Empréstimo consignado 0801370-51.2025.8.18.0026


Decisão Terminativa

poder judiciário 
tribunal de justiça do estado do piauí
GABINETE DO Desembargador LIRTON NOGUEIRA SANTOS

PROCESSO Nº: 0801370-51.2025.8.18.0026
CLASSE: APELAÇÃO CÍVEL (198)
ASSUNTO(S): [Indenização por Dano Moral, Empréstimo consignado, Repetição do Indébito]
APELANTE: HELENA MARIA VITORIA DA PAZ
APELADO: BANCO PAN S.A.


JuLIA Explica

Ementa: APELAÇÃO CÍVEL. CONTRATOS BANCÁRIOS. DETERMINAÇÃO DE APRESENTAÇÃO DE DOCUMENTOS. POSSIBILIDADE / SUSPEITA DE DEMANDA REPETITIVA OU PREDATÓRIA. SÚMULA 33 DO TJPI. RECURSO CONHECIDO E NÃO PROVIDO. 

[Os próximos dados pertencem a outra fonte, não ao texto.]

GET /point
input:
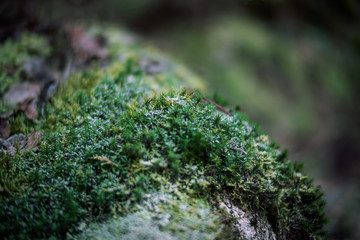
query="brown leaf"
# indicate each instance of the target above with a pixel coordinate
(33, 140)
(22, 92)
(31, 110)
(4, 128)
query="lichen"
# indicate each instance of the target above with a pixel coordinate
(112, 143)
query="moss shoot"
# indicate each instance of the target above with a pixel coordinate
(116, 152)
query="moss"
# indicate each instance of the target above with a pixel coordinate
(110, 144)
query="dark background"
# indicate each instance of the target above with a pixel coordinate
(292, 66)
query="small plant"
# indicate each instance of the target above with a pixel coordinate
(110, 145)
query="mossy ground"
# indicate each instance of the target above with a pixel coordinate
(111, 142)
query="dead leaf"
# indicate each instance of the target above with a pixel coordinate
(21, 92)
(33, 140)
(4, 128)
(31, 110)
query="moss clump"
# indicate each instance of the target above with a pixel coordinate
(110, 144)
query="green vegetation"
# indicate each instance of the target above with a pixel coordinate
(112, 145)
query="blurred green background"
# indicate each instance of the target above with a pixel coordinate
(292, 66)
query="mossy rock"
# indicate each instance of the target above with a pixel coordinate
(130, 151)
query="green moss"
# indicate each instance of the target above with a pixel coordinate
(110, 144)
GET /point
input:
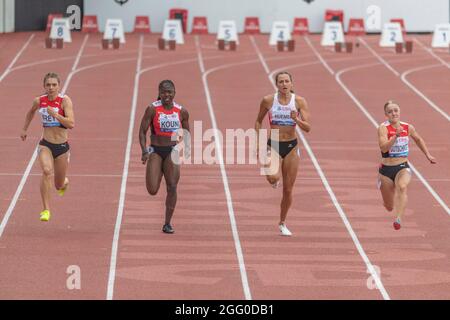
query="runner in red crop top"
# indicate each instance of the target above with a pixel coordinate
(56, 113)
(394, 171)
(164, 118)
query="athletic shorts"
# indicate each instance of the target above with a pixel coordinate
(56, 149)
(392, 171)
(162, 151)
(284, 147)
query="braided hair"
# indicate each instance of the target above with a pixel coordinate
(163, 84)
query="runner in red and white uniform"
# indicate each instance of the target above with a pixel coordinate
(164, 118)
(286, 111)
(394, 172)
(56, 113)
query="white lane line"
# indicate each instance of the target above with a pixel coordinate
(403, 78)
(123, 187)
(15, 198)
(17, 56)
(430, 51)
(237, 243)
(362, 253)
(376, 55)
(419, 93)
(330, 70)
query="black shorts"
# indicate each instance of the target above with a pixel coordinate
(56, 149)
(162, 151)
(392, 171)
(284, 147)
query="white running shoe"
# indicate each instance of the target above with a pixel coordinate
(284, 230)
(276, 184)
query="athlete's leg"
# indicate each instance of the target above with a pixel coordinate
(387, 191)
(171, 172)
(46, 162)
(401, 184)
(273, 168)
(61, 164)
(289, 170)
(153, 173)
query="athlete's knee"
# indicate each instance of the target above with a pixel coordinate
(47, 171)
(401, 187)
(171, 188)
(272, 179)
(287, 190)
(59, 185)
(389, 207)
(152, 190)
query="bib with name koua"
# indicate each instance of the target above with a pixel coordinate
(166, 122)
(56, 105)
(401, 144)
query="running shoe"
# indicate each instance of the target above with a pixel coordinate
(63, 189)
(167, 228)
(397, 224)
(45, 215)
(284, 230)
(276, 184)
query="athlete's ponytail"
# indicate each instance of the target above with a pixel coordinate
(51, 75)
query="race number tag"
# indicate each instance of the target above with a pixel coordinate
(114, 30)
(172, 31)
(48, 120)
(280, 32)
(391, 34)
(332, 33)
(227, 31)
(61, 29)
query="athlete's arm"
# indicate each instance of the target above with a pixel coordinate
(383, 141)
(146, 122)
(68, 121)
(29, 117)
(263, 109)
(420, 143)
(302, 122)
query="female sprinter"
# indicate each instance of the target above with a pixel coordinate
(57, 116)
(164, 117)
(394, 172)
(286, 111)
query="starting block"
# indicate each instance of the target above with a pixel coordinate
(407, 45)
(341, 46)
(54, 43)
(226, 45)
(106, 43)
(163, 44)
(283, 45)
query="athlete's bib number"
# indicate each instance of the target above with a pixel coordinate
(48, 120)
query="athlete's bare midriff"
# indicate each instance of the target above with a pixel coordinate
(55, 135)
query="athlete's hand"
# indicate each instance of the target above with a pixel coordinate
(431, 159)
(145, 157)
(23, 135)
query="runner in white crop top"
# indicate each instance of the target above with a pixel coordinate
(286, 111)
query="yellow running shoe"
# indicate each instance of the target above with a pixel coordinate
(63, 189)
(45, 215)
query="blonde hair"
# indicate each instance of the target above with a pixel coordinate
(281, 73)
(51, 75)
(388, 103)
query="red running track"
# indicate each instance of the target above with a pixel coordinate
(200, 261)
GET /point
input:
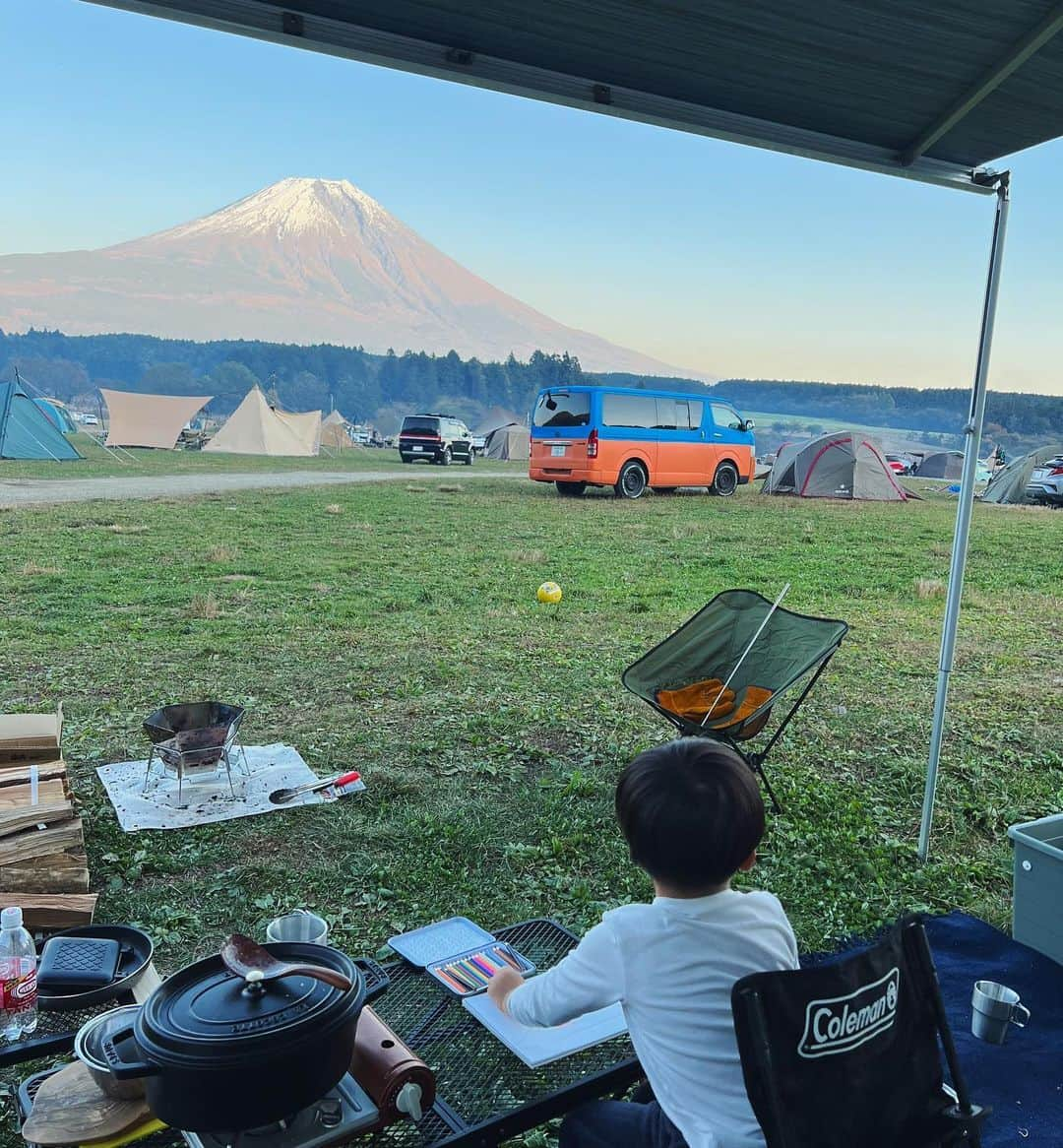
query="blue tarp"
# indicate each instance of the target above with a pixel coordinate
(26, 430)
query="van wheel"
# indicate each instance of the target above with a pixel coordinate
(632, 481)
(725, 482)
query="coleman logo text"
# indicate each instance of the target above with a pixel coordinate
(842, 1023)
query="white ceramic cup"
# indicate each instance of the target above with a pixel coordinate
(298, 925)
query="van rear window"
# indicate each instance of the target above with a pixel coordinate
(412, 422)
(563, 409)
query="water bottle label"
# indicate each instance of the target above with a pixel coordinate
(19, 992)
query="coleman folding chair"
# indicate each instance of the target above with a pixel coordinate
(703, 654)
(849, 1052)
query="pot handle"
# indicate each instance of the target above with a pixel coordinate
(114, 1049)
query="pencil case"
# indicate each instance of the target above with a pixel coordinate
(469, 973)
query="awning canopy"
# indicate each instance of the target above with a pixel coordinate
(149, 420)
(932, 90)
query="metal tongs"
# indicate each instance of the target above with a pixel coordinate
(281, 797)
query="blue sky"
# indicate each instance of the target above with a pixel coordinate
(729, 260)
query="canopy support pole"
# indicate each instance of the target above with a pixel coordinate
(972, 435)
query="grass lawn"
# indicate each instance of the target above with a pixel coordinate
(97, 463)
(395, 628)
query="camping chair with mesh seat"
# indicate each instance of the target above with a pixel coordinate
(847, 1052)
(682, 676)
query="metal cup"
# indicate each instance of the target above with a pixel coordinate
(995, 1007)
(298, 925)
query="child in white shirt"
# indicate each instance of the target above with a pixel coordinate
(692, 816)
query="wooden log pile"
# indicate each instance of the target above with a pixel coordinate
(42, 863)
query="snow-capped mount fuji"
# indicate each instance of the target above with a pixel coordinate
(303, 261)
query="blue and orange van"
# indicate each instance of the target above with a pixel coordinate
(630, 440)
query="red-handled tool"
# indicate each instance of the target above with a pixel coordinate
(281, 797)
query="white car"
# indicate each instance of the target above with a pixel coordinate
(1046, 483)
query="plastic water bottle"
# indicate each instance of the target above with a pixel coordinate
(18, 976)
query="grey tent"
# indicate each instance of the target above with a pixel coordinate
(943, 464)
(496, 416)
(1008, 484)
(510, 441)
(841, 464)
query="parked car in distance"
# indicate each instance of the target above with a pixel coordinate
(436, 438)
(1046, 483)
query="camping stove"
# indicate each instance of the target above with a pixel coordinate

1. A sentença recorrida está em plena conformidade com a jurisprudência consolidada desta Corte, segundo a qual é legítima a exigência dos documentos recomendados pelas Notas Técnicas do Centro de Inteligência da Justiça Estadual Piauiense, com base no art. 321 do Código de Processo Civil, em caso de fundada suspeita de demanda repetitiva ou predatória (Súmula 33 do TJPI). 

2. Hipótese de julgamento monocrático, conforme o art. 932, inciso IV, alínea “a”, do Código de Processo Civil. 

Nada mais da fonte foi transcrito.